Now I have her back out. It’s a full time job, and I’m a single parent. I now live in an RV in the rural section of Arkansas to keep my bills so low that I can do it.
But yes, if you give school hours to a homeschool curriculum, they soak up the knowledge.
In our area the local church has lots of activities for kids.
Most of them are home-schooled.
From bottom-of-the-barrel People “Magazine” with way too many unexplained holes in this story to draw any reliable conclusions.
Dad is also a gifted educator it seem even though a retired lawyer.
She didn’t learn from dad. She learned from books.
where she hopes to unlearn everything her patriarchal father taught her and join anti-semitic Jew haters and learn how to burn her diplomas without harming the planet while wearing the same underwear for a month.
Last week, my grandson graduated from college. Next week he will graduate from high school.
His high school has classes in the morning and then busses students to the college for afternoon classes. The college classes are in lieu of high school AP courses
The biggest advantage of home schooling is no upper limit on what the kids can learn.
For bright, curious, hard working kids this is a major advantage over their peers.
Bonus points: They don’t have to be denigrated by teachers who think the smart kids are “privileged”.

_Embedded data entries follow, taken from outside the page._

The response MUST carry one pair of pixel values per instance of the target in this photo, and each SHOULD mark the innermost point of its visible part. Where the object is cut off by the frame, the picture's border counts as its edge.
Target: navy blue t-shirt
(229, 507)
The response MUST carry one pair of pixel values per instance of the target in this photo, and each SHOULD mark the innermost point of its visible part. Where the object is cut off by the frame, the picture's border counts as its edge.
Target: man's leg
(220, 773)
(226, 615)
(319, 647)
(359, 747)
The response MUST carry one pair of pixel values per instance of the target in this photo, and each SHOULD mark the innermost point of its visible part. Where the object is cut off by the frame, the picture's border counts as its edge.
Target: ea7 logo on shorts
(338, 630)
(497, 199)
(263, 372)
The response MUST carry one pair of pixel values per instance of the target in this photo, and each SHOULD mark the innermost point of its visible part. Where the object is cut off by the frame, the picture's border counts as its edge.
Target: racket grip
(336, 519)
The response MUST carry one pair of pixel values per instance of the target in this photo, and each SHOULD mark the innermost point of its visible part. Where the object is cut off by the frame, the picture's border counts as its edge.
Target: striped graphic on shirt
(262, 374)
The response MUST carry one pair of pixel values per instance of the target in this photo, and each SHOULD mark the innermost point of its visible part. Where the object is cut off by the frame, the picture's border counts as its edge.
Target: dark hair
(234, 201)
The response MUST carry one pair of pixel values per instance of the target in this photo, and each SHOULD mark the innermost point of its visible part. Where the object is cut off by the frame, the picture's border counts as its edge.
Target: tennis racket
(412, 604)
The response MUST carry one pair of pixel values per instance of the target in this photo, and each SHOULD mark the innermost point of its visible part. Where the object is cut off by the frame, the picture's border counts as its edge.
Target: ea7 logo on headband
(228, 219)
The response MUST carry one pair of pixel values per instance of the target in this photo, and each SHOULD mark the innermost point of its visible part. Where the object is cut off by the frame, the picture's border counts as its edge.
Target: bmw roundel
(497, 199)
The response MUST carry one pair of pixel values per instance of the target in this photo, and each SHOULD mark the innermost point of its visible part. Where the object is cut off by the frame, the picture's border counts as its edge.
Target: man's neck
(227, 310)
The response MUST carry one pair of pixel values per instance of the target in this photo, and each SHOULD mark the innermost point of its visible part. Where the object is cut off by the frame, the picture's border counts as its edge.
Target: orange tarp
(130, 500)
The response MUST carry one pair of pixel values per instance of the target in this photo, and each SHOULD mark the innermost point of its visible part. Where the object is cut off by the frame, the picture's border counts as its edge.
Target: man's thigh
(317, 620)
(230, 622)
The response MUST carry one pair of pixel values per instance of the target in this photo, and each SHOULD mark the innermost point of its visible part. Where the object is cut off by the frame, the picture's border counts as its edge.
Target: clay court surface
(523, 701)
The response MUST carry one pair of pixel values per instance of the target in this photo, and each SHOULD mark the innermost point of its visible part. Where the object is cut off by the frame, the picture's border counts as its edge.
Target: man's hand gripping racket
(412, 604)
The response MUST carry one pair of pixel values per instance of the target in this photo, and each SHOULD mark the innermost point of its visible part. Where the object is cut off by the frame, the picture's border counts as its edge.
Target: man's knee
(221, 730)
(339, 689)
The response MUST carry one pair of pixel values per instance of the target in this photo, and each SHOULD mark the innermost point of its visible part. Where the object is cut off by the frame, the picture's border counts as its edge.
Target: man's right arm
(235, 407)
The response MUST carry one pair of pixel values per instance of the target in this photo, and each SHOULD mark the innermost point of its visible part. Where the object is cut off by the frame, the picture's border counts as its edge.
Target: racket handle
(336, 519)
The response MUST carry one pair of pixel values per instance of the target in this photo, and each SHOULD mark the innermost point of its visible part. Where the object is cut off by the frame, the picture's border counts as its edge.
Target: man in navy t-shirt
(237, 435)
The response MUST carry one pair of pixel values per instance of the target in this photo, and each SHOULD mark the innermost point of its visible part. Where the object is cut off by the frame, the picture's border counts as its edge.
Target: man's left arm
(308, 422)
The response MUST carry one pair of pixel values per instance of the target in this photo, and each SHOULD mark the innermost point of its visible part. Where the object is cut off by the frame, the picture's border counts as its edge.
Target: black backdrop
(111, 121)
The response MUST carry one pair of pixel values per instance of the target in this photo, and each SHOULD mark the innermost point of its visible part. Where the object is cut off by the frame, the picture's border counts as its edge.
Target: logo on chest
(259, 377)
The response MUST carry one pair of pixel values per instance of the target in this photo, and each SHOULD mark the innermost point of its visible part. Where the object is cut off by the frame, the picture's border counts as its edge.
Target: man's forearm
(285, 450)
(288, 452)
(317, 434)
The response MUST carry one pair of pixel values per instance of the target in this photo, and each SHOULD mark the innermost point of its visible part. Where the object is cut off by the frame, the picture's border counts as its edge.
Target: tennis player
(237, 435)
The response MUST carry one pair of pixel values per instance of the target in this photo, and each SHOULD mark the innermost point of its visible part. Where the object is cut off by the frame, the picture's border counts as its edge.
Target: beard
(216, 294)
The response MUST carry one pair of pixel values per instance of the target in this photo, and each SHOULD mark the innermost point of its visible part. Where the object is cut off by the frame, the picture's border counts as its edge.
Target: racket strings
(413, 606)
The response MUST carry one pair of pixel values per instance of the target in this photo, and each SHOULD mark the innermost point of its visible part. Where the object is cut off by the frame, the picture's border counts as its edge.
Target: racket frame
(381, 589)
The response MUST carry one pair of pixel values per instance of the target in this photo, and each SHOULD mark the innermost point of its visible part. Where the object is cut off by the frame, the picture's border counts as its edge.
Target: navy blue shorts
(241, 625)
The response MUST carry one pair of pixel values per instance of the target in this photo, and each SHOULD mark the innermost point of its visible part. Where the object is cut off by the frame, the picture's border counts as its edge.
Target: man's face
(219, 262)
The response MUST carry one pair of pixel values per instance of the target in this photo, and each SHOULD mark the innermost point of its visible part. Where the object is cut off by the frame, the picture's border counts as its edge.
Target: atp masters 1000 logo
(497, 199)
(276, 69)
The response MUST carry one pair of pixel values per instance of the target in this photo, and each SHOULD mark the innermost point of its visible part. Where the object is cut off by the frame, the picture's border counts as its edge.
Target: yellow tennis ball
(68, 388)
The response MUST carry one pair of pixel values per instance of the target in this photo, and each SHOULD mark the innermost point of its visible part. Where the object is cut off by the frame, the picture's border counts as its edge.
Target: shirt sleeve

More bonus points: They don’t have to be beaten up by hallway bullies who think they are “too smart” or “too white” or whatever....
She probably can’t even relate to other kids which I do not consider as a bad thing.
My two homeschooled nieces were so fraking busy socially, the stay-at-home dad was amazing. Between clubs, sports, choir, scouts, brownies, and on and on and on.
One is now a very accomplished doctor running her own clinic; the other is a writer and singer.
Once again, the Plandemic sent everyone home, and parents were able to win first hand just what the government indoctrination centers were doing. One of my favorite stories was when a university called all of the dorm students back to their dorms. All of the classes were still online. More than a few parents stated “why am I paying $$$$ for my kid to live in the dorm?
One other story. There was an Ivy League student who lived in South Korea. He was trying to register for his online classes. The online application had a mandatory checkbox for the vaxxine. He was not leaving South Korea. All of his classes were online. They refused to let him “attend” without proof of vaxxine.
He took his hard earned money elsewhere.
Smart self-educated people are immune to crappy teachers.
Yup—the educational establishment has tied themselves in knots with endless stupid rules that produce no value at best and are harmful at worst.
Some folks are beginning to notice.
Sounds like she’s missed out on her early youth, at least, for what, a couple of cheesy associates degrees?
My nephew was homeschooled and recently earned his PhD—all without taking on any debt. He is published and starting his new career in medical research.
I’ll bet Elon has her phone number, he loves off the chart smart peoples.
See post 4.
Home schooled kids often can learn more in a couple of hours that in school kids learn in an eight hour day because there is no wasted time.
Home schooled kids have plenty of play time as long as other home schooled kids are available to play with them.
Yup—the best thing about super bright youngsters is that “we have always done it this way” claims are ignored.
They want to find their own way.
In the case of most of our zombified institutions that is exactly what we need.
My three nephews all were/are home schooled. They consistently scored higher than public school kids in NYS required testing.